Issue 3: Is a review warranted under Part VI of the Act?

[33] Section 58(1) of the Act sets out the Commissioner’s discretionary authority to conduct a review as follows:

The Commissioner may, on his or her own initiative, conduct a review of any matter if the Commissioner has reasonable grounds to believe that a person has contravened or is about to contravene a provision of this Act or its regulations and that the subject-matter of the review relates to the contravention.

[34] In accordance with my delegated authority to determine whether a review is conducted under section 58(1) and for the above reasons, I find that a review is not warranted.

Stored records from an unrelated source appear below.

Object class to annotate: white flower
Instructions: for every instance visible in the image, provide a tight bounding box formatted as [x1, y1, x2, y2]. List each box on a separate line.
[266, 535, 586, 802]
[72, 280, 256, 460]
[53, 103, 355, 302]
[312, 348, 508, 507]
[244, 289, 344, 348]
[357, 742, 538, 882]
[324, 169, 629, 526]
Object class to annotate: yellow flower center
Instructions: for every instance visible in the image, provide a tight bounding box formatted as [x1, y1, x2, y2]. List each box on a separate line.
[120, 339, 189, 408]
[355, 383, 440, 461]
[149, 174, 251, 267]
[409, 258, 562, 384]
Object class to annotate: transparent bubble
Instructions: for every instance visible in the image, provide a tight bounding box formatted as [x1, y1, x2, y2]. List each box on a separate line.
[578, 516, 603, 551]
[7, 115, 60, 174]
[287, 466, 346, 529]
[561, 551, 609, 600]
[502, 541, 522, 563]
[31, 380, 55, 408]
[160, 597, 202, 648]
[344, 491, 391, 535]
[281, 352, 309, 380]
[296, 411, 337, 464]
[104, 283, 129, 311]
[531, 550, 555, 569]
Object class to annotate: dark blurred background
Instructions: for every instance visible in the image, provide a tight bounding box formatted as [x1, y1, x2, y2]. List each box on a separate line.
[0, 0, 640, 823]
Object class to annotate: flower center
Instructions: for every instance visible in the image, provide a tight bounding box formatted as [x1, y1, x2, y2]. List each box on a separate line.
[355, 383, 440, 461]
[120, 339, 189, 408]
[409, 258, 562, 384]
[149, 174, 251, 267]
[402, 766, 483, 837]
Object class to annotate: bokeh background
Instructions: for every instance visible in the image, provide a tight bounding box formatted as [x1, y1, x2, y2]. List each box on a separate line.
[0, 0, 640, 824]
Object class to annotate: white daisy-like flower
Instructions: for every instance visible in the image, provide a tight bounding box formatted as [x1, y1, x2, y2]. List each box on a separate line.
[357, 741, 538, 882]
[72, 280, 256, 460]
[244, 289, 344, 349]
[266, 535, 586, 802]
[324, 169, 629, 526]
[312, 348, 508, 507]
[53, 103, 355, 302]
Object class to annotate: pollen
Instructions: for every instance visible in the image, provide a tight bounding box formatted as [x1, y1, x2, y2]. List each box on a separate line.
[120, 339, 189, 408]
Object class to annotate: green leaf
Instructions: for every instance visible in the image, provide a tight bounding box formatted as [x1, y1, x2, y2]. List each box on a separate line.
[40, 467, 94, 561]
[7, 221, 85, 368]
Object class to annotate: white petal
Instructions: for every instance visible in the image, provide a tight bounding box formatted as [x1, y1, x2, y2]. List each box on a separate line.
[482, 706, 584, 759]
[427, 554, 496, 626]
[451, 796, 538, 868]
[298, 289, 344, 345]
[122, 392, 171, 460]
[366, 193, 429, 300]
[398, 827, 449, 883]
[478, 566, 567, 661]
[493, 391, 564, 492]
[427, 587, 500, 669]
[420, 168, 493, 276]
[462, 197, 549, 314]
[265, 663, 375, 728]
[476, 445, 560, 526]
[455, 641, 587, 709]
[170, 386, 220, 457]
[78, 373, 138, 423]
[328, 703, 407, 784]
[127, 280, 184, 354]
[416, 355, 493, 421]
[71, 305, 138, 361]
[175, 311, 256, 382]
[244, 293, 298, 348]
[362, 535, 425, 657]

[35] Although I have found that the hospital’s previous practices did not comply with its obligations under sections 54(1) of the Act, during the course of this investigation it has taken steps to comply. Therefore, there is no purpose to be served by conducting a review.

DECISION:

For the foregoing reasons, no review of this matter will be conducted under Part VI of the Act.

Original Signed by:

 

July 21, 2021

John Gayle

 

 

Investigator

 

 

 



[1] The hospital advised that such investigating colleges include the College of Physicians and Surgeons of Ontario, the College of Nurses of Ontario and the College of Respiratory Therapists of Ontario.

[2] PHIPA Decision 17, para. 86.

[3] PHIPA Decision 17, para. 87.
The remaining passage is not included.